To the Big Dawg at Big Wave:
Just yesterday, I was going through my emails and ran across one from The Street that said Cramers Take: Bear Not Insolvent. It was dated 3/11/08 and I went to the sight to watch a video where Cramer, in his own f’ing words, said that the information he had said that Bear is not insolvent. He went on to straight up support BSC. I went to check the stock price on 3/11………$60.
You are the man, homie! Nuff said. Nuff said. And feel free to quote me on that one.
Big Juan
Funny thing, Juan. I got into a fight with an editor at RM.com and he said that Cramer was great. I told him he gets more views because he is known. But Cramer is old money and the new money is getting shunned to the side on your site. I told him it would be the downfall of TSCM. But I love that site and want to try to stop it from becoming a complete joke that is how closely become.

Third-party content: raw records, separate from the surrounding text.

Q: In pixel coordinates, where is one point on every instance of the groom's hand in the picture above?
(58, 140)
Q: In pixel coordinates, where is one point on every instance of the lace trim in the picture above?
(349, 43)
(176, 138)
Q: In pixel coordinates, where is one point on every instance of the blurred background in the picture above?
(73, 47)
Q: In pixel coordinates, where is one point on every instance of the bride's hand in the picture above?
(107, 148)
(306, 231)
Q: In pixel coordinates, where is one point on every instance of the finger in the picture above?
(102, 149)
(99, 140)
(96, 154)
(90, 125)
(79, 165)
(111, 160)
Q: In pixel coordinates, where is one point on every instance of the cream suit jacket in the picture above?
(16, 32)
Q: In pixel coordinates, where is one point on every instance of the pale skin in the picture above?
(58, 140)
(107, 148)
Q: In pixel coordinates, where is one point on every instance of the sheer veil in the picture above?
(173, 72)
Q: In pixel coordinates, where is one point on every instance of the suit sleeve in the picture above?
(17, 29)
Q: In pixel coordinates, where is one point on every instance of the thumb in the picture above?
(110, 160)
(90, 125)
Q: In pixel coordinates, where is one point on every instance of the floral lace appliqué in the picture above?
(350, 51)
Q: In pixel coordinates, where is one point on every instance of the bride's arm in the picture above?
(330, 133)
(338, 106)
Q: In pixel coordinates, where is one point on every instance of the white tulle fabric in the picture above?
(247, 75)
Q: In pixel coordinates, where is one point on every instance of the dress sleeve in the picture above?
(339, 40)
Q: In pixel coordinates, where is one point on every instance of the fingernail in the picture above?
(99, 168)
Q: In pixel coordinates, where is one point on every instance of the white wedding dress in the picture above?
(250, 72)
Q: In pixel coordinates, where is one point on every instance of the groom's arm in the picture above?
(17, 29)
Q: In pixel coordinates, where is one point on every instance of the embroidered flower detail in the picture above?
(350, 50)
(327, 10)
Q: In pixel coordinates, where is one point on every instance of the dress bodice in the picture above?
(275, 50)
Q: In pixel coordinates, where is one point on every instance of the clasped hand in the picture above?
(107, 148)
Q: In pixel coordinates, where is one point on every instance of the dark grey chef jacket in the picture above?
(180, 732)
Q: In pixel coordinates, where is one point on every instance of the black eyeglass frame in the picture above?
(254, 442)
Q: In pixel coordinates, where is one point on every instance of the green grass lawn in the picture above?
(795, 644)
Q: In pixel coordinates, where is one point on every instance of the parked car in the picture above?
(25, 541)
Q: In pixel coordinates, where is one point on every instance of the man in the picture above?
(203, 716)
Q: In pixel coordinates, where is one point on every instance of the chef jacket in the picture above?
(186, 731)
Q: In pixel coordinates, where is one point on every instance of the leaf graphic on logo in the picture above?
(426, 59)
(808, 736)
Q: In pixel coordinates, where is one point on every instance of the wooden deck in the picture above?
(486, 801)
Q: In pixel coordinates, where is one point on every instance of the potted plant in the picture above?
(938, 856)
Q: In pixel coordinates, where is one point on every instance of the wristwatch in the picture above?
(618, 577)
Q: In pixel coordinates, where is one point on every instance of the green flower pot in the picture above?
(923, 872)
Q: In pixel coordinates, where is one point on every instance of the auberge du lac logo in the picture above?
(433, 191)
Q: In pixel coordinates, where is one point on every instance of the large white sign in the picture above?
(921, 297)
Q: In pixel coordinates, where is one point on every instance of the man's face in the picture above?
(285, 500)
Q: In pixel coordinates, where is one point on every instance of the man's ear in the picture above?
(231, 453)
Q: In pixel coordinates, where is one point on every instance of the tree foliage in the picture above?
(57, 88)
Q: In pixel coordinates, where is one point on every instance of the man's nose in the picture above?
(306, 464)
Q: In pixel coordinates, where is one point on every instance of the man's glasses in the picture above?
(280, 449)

The problem there, like so many other places, in big business or wall street is that they can’t see outside manhattan. they only see what they want to see on their island. it is not good over there and if they think the money is in cramer and kass they are in for a very rude surprise. but somehow i dont think they care.
Ah yes, Eugj. The single reason I never posted or spent any time on InvestorsParadise. That guy acted like he owned every message board over there and you had to agree with him, or else. Very unpleasant. I wonder what became of him - is he still trading do you think?
Wow, Ian. You have been with me that long! Incredible!! Thank you. I wonder if he is still over there. I will go take a look later on. But this man was very rude and mean to me and I NEVER did anything. I think he saw it as me stepping in on “his turf” which I was more than willing to share; he wasn’t.
He let us know that FRPT was one to hold forever as it was a great company. When we did not agree we were figured to be morons. Since his recommendation the stock is down 80%. I am sure he is still long.